- Interactive map of Middle Letaba Dam
- Official name: Middle Letaba Dam
- Location: Limpopo, South Africa
- Coordinates: 23°16′0″S 30°24′1″E﻿ / ﻿23.26667°S 30.40028°E
- Opening date: 1984
- Operators: Department of Water Affairs and Forestry

Dam and spillways
- Type of dam: earth-fill
- Impounds: Middle Letaba River
- Height: 38 metres (125 ft)
- Length: 2,600 metres (8,500 ft)

Reservoir
- Creates: Middle Letaba Dam Reservoir
- Total capacity: 173,128,000 cubic metres (6.1140×10^{9} cu ft)
- Surface area: 1,878.7 hectares (4,642 acres)

= Middle Letaba Dam =

Middle Letaba Dam is an earth-fill type dam located on the Middle Letaba River, 40 km east of Elim and 40 km west of Giyani, Limpopo, South Africa. The source of the Middle Letaba river rises high in the tropical mountains of Magoebaskloof near Tzaneen, where rainfall is abundant during the summer months. The river passes numerous villages and its flow becomes quite strong when it reaches the village of Magoro.

Once at full capacity, the Middle Letaba becomes Limpopo's third largest dam, but the Middle Letaba Dam only reaches its full capacity when the river is in flood. The dam rarely reaches its full capacity because the engineers overestimated the yield of the river feeding the dam. The error in the assessment also resulted in water shortages for competing water users.

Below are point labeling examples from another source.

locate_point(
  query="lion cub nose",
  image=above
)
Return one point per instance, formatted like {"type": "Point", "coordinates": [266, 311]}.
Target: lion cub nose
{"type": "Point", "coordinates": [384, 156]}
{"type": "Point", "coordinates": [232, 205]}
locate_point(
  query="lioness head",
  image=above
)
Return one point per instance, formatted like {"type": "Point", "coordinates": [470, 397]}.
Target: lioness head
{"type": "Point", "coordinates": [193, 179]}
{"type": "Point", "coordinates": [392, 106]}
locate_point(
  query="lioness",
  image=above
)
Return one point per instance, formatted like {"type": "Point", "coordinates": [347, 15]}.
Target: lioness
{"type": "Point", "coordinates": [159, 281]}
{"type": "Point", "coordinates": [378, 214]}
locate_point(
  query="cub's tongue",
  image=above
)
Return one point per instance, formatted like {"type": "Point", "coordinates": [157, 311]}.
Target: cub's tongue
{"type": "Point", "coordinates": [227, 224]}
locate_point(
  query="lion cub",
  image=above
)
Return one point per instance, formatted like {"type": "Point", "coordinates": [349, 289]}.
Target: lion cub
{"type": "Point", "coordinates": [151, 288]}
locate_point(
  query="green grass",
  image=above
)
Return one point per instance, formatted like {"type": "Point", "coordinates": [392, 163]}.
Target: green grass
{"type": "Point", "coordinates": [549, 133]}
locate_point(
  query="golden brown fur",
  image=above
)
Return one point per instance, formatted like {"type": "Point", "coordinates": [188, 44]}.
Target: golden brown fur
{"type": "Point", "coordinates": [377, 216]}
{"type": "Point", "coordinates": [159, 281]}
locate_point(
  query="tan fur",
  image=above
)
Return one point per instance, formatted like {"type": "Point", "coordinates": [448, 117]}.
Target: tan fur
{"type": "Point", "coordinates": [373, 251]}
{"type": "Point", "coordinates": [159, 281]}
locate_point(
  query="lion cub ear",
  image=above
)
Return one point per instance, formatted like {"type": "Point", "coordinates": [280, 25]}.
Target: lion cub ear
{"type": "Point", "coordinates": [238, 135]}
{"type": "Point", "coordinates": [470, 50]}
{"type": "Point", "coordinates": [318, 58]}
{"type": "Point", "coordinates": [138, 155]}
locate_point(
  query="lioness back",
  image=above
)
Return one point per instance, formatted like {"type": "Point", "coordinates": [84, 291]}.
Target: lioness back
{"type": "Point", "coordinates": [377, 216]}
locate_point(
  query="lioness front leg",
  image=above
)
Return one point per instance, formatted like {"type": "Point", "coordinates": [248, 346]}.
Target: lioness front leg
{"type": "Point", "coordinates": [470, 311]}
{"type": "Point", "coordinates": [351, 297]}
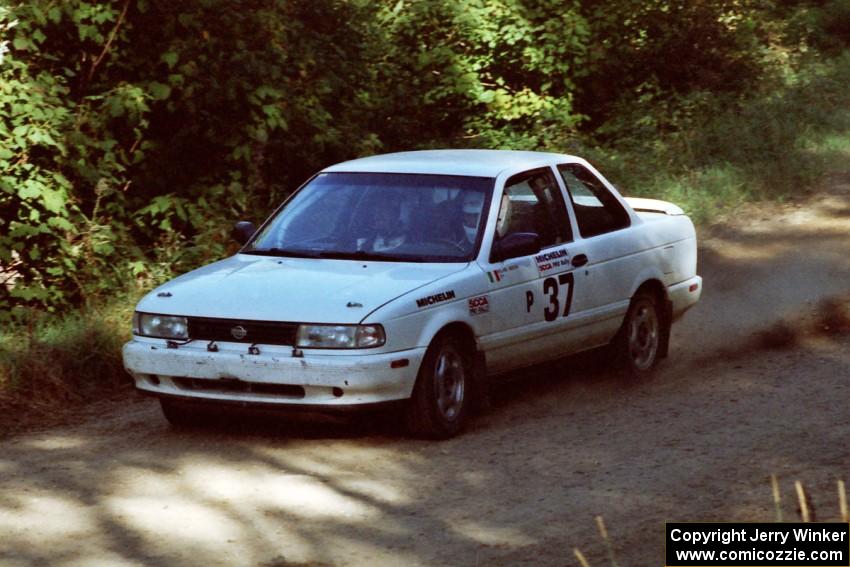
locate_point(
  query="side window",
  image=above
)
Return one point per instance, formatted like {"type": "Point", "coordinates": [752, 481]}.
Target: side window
{"type": "Point", "coordinates": [597, 210]}
{"type": "Point", "coordinates": [532, 202]}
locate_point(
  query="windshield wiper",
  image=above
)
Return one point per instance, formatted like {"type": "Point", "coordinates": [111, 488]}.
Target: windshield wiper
{"type": "Point", "coordinates": [283, 252]}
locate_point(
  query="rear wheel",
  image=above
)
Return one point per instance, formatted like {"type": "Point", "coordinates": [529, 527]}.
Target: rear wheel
{"type": "Point", "coordinates": [638, 342]}
{"type": "Point", "coordinates": [441, 397]}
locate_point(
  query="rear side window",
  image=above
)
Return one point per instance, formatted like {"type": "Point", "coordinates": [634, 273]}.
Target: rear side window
{"type": "Point", "coordinates": [532, 202]}
{"type": "Point", "coordinates": [597, 210]}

Construction of the dam started in 1980 under Gazankulu government and serves mainly for water supply to Giyani and Hlanganani. The dam is situated alongside the R578 road to Giyani and Elim. The hazard potential of the dam has been ranked high (3). The dam is popularly known as 'Sterkrivier Dam' by the local people, the name Sterkrivier (Strong river) was given by the Afrikaner people. Before the construction of the dam in 1980, the water which used to flow in this river was so powerful to an extent that a new name was given to the river, hence 'Sterkrivier'.